- Drink 14-22 ounces of fluid 2-3 hours before exercise
- Drink another 6-12 ounces of fluid 10 to 20 min before exercise
- Goal: Maintain fluid balance to avoid dehydration and over-hydration.
- Drink 6-12 ounces of fluid every 15-20 minutes of exercise depending on tolerance.
- Goal: Drink adequate fluid to replace sweat losses.
- Sip 2-3 cups of fluid for every1 # of body weight loss. (Don’t gulp fluid right after you finish)
- NEW GUIDELINES: Drink when thirsty! Or drink only to the point where you are maintaining your body weight, but not gaining weight.
- Drink water on runs under 30 minutes.
- Drink more than just water on runs over 30 minutes (i.e. sports drink for carbohydrate and electrolyte replacement)
- During long runs: experiment and practice what works for you; each person is different.
- Urine: If it is totally clear, may be drinking too much. Too dark (Ice tea or apple juice color) you are probably not drinking enough. Aim for pale yellow color (lemonade).

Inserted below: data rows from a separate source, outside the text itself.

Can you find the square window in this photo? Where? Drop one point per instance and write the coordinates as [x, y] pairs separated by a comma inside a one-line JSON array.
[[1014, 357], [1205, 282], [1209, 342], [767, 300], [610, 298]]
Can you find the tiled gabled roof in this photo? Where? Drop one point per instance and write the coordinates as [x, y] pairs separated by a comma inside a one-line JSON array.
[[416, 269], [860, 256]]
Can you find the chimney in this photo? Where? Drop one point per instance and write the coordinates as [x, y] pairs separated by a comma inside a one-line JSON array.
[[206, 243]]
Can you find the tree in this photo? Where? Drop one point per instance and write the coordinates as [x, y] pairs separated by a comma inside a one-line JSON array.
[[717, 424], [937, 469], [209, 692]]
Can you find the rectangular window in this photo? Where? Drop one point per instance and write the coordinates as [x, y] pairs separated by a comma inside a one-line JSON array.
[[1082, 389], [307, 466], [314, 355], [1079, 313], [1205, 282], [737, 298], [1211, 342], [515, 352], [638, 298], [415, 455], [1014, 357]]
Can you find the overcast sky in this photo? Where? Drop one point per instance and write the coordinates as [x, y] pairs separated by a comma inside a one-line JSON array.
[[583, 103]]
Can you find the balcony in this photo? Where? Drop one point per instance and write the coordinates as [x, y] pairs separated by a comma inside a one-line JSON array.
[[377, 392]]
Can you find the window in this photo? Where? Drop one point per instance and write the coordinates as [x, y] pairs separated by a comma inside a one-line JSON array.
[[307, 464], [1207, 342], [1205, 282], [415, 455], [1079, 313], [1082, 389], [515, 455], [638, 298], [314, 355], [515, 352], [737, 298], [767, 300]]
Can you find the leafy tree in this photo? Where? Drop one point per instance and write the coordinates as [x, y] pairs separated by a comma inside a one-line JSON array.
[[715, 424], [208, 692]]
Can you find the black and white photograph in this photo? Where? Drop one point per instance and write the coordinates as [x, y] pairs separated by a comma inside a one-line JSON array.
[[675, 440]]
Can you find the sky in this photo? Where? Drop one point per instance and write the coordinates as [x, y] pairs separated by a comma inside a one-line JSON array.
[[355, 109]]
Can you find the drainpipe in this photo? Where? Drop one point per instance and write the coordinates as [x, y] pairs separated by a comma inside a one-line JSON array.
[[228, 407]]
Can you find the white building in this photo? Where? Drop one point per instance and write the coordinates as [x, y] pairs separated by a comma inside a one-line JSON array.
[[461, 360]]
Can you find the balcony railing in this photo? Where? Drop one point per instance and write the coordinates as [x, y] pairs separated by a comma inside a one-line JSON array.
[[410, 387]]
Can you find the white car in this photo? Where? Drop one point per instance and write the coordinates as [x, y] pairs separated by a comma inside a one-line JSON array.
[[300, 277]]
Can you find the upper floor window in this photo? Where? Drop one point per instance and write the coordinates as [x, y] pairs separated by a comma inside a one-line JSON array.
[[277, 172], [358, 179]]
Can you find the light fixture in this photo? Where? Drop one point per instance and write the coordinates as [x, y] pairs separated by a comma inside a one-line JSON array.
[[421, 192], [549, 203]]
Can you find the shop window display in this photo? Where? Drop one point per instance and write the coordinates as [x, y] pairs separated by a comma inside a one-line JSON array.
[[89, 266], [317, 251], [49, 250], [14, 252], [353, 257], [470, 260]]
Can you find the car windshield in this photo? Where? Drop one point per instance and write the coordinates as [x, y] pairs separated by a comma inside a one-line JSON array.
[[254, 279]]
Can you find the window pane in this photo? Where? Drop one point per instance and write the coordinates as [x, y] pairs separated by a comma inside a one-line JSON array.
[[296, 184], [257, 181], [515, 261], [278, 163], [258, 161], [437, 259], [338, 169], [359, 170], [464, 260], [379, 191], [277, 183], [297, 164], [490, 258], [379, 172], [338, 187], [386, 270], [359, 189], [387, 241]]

- Scale: if you gain weight during a run; you are probably drinking too much; if you lose 2% or more of your weight on a single run; you are probably not drinking enough.
- It is best NOT to take a nonsteroidal anti-inflammatory (NSAIDs) i.e.: aspirin, ibuprofen or naproxen sodium; before, during or immediately after you run/race.
- Be especially careful if you expect to run over 4 hours, and if you have an unusually small or large body size, drink less if you feel your stomach become bloated, queasy or sloshy.
- Know the signs and symptoms of dehydration and hyponatremia. (see below)
Signs of Dehydration:
- Heat Flush
- Muscle cramps
- Abnormal chills
Signs of Hyponatremia:
- Rapid weight gain
- Swollen hands and feet
- Throbbing headache
- Severe fatigue
- Wheezy breathing
- Bloated stomach
- Lack of coordination
Source: Runners World; American running association; AMAA sports medicine.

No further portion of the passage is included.